There is a tradition within British aesthetics of analysing nature and buildings from the subjective standpoint of a single person, the writer. Whenever I find myself reading and reeling from self indulgence, I have to catch myself, and remind myself, that we would still be stuck still with Aristotle and Kant were it not for privileged brats like William Gilpin, who had the audacity to describe the world as it appeared to no one other than him.
In Gilpin’s case nature was like a picture presented to the eye of an oarsman heading down a river in England, that I presume is still there. It’s the River Wye anyway. Each vista unfolding as each bend is completed is described as though god were presenting it for Gilpin alone to apprehend and admire.
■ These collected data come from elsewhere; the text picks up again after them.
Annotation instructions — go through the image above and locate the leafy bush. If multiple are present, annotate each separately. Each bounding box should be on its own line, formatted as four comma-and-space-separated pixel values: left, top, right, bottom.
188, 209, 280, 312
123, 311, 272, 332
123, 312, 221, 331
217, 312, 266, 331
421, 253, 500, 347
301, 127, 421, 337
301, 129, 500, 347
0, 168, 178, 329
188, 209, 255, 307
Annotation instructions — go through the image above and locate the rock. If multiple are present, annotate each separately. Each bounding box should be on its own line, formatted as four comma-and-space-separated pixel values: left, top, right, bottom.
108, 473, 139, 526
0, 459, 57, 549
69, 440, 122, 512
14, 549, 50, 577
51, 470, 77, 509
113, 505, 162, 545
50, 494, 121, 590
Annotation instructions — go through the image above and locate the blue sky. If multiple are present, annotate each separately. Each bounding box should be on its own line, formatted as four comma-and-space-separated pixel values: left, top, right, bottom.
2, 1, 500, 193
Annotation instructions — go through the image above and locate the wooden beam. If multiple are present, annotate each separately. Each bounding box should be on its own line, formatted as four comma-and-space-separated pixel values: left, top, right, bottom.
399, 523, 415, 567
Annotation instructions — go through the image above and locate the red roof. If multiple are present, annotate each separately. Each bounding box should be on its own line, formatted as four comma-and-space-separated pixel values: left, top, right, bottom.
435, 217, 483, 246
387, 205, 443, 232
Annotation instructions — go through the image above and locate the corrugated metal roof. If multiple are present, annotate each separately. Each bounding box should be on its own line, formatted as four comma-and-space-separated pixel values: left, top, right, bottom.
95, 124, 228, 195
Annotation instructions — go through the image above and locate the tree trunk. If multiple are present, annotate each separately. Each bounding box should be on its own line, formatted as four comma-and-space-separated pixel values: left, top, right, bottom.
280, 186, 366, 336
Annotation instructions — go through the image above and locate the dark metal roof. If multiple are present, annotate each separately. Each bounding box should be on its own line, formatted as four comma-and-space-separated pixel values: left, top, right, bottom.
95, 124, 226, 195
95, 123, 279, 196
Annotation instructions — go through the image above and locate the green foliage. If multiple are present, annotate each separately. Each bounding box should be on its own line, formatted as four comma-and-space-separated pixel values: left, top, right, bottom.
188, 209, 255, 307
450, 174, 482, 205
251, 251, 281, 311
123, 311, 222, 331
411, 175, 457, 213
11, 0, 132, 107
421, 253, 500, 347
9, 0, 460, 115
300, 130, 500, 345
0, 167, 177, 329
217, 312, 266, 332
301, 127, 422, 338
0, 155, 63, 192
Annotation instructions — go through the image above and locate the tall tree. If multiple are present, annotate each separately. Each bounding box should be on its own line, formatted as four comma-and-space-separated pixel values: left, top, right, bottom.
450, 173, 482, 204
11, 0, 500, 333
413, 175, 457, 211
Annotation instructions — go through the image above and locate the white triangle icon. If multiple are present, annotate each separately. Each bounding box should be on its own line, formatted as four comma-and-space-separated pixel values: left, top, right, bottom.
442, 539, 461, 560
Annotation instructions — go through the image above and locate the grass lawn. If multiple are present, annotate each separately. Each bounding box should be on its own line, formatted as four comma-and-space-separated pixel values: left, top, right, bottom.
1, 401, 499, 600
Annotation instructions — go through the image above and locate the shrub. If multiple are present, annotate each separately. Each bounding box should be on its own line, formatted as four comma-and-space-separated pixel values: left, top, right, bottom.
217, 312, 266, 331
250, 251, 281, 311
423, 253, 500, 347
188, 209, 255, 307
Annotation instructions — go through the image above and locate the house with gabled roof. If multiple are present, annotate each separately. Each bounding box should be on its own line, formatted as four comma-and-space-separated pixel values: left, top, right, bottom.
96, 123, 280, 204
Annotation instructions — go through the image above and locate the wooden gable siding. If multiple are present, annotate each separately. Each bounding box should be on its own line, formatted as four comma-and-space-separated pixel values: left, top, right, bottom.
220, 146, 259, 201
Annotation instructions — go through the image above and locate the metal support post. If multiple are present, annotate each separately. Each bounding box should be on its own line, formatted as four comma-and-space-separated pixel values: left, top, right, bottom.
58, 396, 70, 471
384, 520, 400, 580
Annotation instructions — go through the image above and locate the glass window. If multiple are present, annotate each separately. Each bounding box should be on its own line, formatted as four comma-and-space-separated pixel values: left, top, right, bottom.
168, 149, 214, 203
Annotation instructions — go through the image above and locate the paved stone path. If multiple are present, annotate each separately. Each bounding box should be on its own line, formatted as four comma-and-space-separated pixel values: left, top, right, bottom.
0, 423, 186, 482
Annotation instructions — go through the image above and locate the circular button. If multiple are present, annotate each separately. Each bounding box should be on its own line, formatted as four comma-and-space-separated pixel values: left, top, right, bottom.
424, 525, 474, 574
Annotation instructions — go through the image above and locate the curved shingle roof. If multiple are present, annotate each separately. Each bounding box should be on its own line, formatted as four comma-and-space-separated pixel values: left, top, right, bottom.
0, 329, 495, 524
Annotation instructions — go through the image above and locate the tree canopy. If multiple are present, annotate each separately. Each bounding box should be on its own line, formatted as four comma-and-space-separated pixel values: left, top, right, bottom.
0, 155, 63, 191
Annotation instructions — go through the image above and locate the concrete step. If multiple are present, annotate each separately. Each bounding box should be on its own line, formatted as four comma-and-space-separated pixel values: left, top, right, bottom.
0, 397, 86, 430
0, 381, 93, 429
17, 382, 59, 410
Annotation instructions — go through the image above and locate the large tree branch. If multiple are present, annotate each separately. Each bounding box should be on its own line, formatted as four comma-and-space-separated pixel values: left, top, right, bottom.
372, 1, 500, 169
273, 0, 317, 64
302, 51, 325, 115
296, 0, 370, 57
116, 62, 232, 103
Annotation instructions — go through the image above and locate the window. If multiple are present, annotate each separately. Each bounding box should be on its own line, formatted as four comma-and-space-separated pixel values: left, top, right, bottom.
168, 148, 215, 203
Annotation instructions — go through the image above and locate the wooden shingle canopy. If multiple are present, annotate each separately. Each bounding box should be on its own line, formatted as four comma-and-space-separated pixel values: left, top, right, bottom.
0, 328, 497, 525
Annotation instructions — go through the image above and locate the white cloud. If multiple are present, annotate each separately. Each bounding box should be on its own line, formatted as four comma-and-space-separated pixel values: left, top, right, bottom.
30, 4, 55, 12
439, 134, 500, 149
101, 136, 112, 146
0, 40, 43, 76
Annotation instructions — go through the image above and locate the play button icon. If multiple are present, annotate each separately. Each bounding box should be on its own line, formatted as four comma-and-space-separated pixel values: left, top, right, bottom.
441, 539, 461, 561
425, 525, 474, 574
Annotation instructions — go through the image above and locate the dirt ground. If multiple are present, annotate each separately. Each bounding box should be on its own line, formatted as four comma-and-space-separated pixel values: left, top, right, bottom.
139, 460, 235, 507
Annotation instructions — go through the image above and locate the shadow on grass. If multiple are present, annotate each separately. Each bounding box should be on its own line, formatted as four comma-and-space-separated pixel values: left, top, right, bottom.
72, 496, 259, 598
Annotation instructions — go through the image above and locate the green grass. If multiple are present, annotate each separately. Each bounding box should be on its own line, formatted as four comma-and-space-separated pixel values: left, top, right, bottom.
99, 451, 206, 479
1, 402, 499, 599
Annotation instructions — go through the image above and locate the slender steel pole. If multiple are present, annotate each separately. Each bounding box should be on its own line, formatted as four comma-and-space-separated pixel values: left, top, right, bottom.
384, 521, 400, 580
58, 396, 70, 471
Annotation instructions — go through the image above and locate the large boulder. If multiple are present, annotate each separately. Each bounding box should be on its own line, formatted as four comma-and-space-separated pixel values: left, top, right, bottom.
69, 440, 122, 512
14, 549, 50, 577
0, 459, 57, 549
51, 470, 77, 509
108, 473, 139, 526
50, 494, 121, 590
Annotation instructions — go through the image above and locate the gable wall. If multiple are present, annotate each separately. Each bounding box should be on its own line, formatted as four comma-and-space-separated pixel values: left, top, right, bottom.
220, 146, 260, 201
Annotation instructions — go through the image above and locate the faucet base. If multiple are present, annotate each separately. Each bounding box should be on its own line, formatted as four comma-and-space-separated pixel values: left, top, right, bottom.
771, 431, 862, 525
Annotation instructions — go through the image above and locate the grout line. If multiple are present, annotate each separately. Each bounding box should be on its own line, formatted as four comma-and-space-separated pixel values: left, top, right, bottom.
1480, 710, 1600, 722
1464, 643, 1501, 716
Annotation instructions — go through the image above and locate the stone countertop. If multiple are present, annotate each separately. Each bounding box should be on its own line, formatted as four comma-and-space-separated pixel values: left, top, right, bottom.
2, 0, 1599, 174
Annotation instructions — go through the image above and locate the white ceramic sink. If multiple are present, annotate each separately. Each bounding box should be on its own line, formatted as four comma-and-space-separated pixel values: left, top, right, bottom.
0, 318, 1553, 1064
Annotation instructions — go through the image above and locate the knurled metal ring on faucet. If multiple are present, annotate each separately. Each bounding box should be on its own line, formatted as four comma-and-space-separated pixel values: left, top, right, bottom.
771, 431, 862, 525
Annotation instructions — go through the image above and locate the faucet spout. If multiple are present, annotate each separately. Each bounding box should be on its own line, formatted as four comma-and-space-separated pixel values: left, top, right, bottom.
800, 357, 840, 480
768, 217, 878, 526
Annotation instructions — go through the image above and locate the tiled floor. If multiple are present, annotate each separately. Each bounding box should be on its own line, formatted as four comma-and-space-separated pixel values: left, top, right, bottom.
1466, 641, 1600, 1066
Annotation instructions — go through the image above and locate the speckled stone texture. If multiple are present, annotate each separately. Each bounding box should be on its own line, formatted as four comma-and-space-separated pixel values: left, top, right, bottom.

Strange how, in hindsight, we can say a man’s journal entries were about to ignite something so radical for the time as the Picturesque.
Fast forward to the 1950s, and Nicholas Pevsner describing San Vitale as an unfolding of vistas to the viewer walking along the ambulatory gazing into the nave—quite an unnatural thing to do, I discovered, when I went there last year and remembered what Pevsner had written. Fast forward again to about now, and Iain Borden’s book about architecture and cities as perceived through his toes riding a skateboard. Self indulgent indeed, but as I say, there is this tradition. Thus, if I may:
Tonight I took a ride on my Promrose’s Velorbis along the coastal strip where I live. A mile West of here it has been forty degree plus since 11 this morning. On the coast though, it has remained a full 10 degrees cooler. And since around 5pm, half a million from less fortunate postcodes have been in my privileged one for a swim.
How better to let them know I have not struggled with parking, than to do laps of the strip on a bike I could not have come far on. Oh, my artful avoidance of eye contact. The way I can make rolling my shirt sleeve seem so important right when I know someone is itching to engage me, by saying, "Nice bike." Half an hour later, I have been drinking, and I am writing. But while I was out there feeling self conscious about my fabricated perfection, I rounded a bend to behold a sunset straight from a cover of Awake in the Watchtower. I’m talking sunbeams like yucca leaves, buildings I know very well appearing as black stencils over the sky, and a cool ocean breeze straight from the Pocket Book of Cliches.
Now could I have had this great moment on foot, or in a car? No, because the space hopper tyres floating on sand on the path, the rapid succession of equally wonderful vistas before the one I actually stopped for, the dozens of pretty faces I had been furtively glimpsing in my heterosexual manner, and a few endorphins from putting out watts, were what made me finally stop upon seeing that sunset, and admit a state of bliss had beset me.
Bliss begets thoughts of death, naturally, thoughts about the switch one day being turned off on all of this light, or equally dreadful are simply thoughts of having to go back to work. I’ve now been for a 10pm swim. Did you know it’s possible to back-float under constellations you know from tattoos and actually listen in to the conversations of strangers? Their voices pass through the water. I’ve drifted irretrievably from the topics of pushbikes and/or architecture. Blame this hot weather. And blame 4 standard drinks, and a nice ride and a swim that this post will not have so many pictures.